Planes, Axton decided, planes fucking sucked. His ears kept on popping.

At least I'm the only dog down here
, Axton thought, before:
wait, what?

He was not a dog.

At least the general misery of flying kept his mind off the potentially crippling claustrophobia, so maybe this wouldn't trigger the PTSD over the basement that Axton felt lurking around in his psyche.

Grumbling, Axton curled up on the foam pad at the bottom of his crate, and willed himself to sleep.

 

++

So it turned out that planes sucked, but that the process of being unloaded and reloaded as cargo sucked more, and layovers between switching flights sucked the worst of all.

 

++

"You can't punch a guy for fumbling your dog's cage," Sarah hissed, slapping Leander in the arm as they wheeled Axton away from the final airport. "Who are you, New York?"

"Yeah, yeah," Leander muttered. "I'm hungry and cranky.
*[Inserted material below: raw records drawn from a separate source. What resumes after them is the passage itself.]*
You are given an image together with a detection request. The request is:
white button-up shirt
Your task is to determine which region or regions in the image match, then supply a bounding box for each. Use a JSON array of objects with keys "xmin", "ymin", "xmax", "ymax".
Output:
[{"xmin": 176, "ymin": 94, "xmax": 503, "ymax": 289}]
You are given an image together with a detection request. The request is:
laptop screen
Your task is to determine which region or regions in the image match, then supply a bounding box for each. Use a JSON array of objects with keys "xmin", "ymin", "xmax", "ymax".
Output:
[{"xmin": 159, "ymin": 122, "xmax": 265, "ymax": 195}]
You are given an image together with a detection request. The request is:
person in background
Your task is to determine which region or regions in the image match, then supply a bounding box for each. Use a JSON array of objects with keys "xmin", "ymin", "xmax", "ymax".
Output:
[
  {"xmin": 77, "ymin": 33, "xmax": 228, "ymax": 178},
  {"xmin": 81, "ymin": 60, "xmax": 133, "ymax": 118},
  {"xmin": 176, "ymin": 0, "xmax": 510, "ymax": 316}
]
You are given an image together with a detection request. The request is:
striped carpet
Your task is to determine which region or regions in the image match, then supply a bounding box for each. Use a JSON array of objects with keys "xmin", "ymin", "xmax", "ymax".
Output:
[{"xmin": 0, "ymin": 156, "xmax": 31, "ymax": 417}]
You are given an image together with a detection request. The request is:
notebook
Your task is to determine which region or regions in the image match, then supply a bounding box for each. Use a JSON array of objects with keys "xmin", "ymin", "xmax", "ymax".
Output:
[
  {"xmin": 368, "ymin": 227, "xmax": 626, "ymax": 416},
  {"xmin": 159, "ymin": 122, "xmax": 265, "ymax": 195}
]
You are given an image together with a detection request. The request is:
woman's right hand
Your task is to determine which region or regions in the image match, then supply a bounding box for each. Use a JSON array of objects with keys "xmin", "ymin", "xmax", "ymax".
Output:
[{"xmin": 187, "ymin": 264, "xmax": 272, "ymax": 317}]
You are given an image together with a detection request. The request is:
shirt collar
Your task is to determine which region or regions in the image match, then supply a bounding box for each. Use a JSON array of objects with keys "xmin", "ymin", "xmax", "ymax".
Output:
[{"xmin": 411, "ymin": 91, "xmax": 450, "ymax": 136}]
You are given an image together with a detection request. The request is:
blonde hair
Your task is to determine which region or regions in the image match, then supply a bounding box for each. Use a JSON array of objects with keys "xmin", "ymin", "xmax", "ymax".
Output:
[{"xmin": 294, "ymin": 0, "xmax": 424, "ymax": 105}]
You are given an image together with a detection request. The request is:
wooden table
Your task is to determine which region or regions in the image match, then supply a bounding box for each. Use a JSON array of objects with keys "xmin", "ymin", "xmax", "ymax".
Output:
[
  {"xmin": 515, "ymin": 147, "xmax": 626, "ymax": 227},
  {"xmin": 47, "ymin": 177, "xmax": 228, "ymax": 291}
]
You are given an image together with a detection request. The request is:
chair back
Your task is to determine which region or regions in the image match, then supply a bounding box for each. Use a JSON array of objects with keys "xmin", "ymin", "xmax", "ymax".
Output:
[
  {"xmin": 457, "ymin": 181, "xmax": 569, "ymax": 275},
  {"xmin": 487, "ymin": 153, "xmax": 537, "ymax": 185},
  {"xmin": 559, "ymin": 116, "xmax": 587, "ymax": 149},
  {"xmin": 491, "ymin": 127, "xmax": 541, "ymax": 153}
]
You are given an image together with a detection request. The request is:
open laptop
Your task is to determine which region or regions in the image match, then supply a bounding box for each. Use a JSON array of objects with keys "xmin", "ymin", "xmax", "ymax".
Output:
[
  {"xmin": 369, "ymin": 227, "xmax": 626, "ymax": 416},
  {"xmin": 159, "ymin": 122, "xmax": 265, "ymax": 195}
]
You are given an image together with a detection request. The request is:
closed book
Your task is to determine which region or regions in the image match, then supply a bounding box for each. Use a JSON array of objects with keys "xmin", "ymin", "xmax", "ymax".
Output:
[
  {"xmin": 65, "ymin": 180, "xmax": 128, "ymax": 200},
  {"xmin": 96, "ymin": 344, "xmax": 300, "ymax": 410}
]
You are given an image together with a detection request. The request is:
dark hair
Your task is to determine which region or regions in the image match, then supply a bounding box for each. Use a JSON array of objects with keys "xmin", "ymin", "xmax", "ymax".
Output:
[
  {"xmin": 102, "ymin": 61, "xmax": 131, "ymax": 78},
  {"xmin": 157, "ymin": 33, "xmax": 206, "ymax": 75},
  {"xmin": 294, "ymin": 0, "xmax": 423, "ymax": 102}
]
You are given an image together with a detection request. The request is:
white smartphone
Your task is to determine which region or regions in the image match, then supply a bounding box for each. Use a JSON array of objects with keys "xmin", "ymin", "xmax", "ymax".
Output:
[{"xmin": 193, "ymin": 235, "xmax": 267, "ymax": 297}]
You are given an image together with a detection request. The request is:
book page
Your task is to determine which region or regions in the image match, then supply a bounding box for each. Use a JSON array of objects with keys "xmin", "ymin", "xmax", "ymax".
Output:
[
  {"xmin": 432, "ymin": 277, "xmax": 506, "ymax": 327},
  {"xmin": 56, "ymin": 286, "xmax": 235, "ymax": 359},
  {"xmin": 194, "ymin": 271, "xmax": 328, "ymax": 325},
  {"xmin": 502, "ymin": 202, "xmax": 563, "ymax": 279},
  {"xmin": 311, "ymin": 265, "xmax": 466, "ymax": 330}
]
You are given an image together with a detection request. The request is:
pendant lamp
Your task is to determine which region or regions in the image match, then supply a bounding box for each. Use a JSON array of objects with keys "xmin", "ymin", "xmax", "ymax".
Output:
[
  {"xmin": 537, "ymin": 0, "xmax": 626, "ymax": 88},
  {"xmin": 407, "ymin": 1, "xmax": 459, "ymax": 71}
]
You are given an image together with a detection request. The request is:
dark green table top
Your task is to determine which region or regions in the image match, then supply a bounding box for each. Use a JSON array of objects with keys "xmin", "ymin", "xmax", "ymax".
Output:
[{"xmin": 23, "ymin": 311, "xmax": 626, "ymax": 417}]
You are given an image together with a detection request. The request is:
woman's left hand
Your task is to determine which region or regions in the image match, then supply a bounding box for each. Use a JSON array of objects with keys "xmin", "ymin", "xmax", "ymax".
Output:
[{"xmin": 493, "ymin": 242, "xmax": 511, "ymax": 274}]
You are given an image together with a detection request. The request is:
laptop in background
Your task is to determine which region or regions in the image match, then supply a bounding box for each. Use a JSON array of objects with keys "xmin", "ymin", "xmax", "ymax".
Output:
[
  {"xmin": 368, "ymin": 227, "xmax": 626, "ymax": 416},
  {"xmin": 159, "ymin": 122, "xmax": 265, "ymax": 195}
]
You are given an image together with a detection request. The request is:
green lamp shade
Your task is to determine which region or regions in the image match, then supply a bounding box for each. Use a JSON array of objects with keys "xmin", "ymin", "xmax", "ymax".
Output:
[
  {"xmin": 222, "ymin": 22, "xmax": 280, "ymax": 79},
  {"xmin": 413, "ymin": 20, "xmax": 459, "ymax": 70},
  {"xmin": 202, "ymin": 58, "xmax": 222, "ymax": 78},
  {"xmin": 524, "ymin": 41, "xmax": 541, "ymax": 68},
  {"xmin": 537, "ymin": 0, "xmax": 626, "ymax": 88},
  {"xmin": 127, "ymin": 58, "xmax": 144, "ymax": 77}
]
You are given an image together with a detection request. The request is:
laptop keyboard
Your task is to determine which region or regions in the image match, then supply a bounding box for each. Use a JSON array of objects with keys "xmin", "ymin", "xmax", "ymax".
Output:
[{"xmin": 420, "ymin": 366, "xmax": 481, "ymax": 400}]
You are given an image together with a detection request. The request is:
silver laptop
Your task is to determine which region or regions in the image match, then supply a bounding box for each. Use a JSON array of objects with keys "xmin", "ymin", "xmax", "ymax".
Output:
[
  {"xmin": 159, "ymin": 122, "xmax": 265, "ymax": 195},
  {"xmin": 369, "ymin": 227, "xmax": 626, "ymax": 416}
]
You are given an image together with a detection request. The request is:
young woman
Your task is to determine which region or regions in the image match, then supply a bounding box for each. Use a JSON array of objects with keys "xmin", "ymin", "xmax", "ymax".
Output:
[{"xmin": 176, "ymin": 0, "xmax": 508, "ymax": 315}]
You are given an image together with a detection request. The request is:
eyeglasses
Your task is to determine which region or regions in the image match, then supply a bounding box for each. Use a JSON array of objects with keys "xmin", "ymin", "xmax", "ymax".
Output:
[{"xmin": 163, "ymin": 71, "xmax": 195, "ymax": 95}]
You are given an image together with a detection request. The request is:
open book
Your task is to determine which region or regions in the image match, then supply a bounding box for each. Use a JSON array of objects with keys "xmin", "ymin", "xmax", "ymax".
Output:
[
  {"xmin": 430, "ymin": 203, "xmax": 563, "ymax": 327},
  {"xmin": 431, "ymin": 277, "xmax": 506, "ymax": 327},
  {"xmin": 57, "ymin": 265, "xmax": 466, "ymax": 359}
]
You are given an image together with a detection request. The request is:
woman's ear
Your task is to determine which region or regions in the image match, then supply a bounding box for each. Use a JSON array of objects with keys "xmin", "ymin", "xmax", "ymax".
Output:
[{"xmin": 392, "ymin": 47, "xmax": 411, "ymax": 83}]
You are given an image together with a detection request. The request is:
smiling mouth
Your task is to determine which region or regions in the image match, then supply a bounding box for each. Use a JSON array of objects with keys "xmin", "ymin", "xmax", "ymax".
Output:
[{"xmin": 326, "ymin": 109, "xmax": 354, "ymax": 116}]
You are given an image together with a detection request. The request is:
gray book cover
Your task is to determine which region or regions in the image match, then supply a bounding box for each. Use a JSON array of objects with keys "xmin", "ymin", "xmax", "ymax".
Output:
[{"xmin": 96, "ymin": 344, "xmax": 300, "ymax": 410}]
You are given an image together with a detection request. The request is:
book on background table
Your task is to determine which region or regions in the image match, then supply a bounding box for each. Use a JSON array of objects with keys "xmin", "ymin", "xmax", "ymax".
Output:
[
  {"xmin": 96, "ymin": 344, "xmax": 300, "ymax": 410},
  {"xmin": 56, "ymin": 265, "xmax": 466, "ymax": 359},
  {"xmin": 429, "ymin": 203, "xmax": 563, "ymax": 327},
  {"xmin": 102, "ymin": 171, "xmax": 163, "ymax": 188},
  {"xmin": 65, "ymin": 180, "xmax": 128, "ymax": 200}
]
Rescue missions are hard work."

"I packed you snacks," Sarah said. "It's not my fault you didn't eat them."

Axton perked up at the mention of snacks.

"Oh, all
right
," Sarah said, and she unwrapped a granola bar and stuck it through the cage's grating.

"I want real food," Leander said.

"Well then you should have written that into the itinerary," Sarah said.

"Excuse me,
who
wrote up this leg of the logistics?" he asked.

"Don't whine to me about food," Sarah said. "I want answers."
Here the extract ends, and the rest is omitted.